物語では,太古に魔神を封じ込めた五つの国を舞台に,主人公であるひ弱な文官・ライゼの成長と冒険が描かれる。ハイファンタジーの王道を行く,作り込まれた世界観と,中盤以降に広がる広大な世界をさ迷う冒険感覚が大きな魅力である。
最終的には3000ページ,1600~1700パラグラフほどの大作になり,自分自身でも驚いています(笑)。
3000ページ,1600~1700パラグラフ……凄すぎる。というか、よくそれだけの大作を完成させられたもんだなぁとビックリです。
●波刀風氏がプロになった理由
波刀風氏:
子供の頃から読書やゲームブックが好きで,宮沢賢治のような小説家になるという夢もあったんですが,いつしかそれを忘れて日々を過ごしていました。その後,少し重い病気にかかってしまい,そのときにゲームブックと夢のことを思い出したんです。それから同人サークルに参加するようになり,30パラグラフくらいの短編から中編まで,5年ほどのあいだに大量に書きました。
4Gamer:
そこから,どのようにプロへ転向したのでしょうか。
波刀風氏:
「こんなに面白いものが世の中から無くなりかけているのなら,そうならないくらいの名作を書けばいいんじゃないか」と思い,いろいろなところにコンタクトを取りました。その中に酒井さんの幻想迷宮書店があったんです。
21世紀にこういう書き手がまだいてくれて嬉しい。
●シームレスフラグシステム
4Gamer:
では「護国記」における,システム的なこだわりについて聞かせてください。
波刀風氏:
なんと言っても,アイテムやフラグの管理がいらない「シームレスフラグシステム」ですね。普通のゲームブックでは,入手したアイテムを読者自身に管理してもらいます。「この鍵を持っているなら○番へ。持っていないなら×番へ」……というアレですね。「護国記」ではこうした手間は必要ありません。読者も気づかないうちに見えないフラグが立って,自然に分岐が行われるんです。
波刀風氏:
アイテムを持っているときと,そうでないときのそれぞれの展開で,別々にページを用意しています。途中までは同じ文章が続き,結末だけが変化しているんです。

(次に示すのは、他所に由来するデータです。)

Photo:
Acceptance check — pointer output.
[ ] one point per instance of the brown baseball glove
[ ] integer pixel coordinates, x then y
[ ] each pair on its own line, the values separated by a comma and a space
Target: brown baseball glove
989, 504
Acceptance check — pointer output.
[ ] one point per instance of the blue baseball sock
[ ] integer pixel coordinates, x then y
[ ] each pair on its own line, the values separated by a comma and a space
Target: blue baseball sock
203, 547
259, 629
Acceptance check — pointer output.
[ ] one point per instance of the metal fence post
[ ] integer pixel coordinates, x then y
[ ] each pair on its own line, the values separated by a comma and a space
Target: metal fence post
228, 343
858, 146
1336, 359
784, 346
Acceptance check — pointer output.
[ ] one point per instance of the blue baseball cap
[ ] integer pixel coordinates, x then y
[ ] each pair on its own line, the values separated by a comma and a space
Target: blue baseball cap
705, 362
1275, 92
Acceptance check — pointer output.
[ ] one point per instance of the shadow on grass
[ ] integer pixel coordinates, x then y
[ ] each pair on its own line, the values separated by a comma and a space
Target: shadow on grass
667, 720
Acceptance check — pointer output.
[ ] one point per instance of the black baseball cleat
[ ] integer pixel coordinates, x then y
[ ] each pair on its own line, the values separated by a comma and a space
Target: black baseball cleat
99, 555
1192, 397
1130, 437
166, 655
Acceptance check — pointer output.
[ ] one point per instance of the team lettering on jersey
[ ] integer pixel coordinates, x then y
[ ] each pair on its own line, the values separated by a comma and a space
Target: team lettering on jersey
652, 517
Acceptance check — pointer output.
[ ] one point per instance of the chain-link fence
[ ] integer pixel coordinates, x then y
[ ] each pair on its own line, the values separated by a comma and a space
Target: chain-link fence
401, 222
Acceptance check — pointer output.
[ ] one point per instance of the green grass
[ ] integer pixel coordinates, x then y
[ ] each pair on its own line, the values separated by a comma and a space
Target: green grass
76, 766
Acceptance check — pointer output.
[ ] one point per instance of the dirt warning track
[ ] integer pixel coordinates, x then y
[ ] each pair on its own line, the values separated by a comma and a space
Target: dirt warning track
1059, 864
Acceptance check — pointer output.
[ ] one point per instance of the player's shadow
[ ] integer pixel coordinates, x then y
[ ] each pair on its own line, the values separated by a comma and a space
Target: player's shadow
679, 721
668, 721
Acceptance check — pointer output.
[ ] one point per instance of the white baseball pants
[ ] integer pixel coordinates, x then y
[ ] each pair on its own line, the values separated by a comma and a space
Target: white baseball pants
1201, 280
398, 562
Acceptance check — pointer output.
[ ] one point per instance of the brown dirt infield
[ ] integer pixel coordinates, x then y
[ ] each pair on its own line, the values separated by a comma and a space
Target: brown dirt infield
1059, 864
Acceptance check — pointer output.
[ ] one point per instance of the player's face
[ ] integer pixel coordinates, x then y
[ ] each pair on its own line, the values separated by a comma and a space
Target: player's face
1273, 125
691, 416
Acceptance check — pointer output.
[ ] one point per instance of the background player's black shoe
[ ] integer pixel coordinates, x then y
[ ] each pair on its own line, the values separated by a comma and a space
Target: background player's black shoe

1990年代にノベル系のゲームで散々体験したパターンですね。前とは異なる選択肢を選んだのに文章が変わらないので「あの選択肢は意味が無かったのかな?」と思っていたら、最後の方でほんの数行だけ微妙な変化が有って別展開だと解るというやつ……、手でフローチャートを書いていたころは、こういうシステムに泣かされましたよ……
●絶対に読みたいゲームブック40選
4Gamer:
なるほど。すごく納得のできるお話で,続編がますます楽しみになりました。
楽しみといえばもう1つ,幻想迷宮書店から12月1日に「絶対に読みたいゲームブック40選」がKindleストアで発売されますね(関連記事)。
酒井氏:
はい。こちらは歴史的名作から現在でも手に入るものまで,計40作品を厳選して紹介しつつ,お試しのゲームブックも付いてきますので,このジャンルをまったく知らない方にも読んでいただければと思います。
うーん、これは護国記共々買うしかないか……、キンドル今まで未体験なので敷居が高そうですが、既にiOSアプリとか任天堂ゲームのダウンロードとかはしたことあるからなぁ、それと似たようなもんですかね?
2018年末なのにゲームブックが息を吹き返しそうで嬉しい記事でした。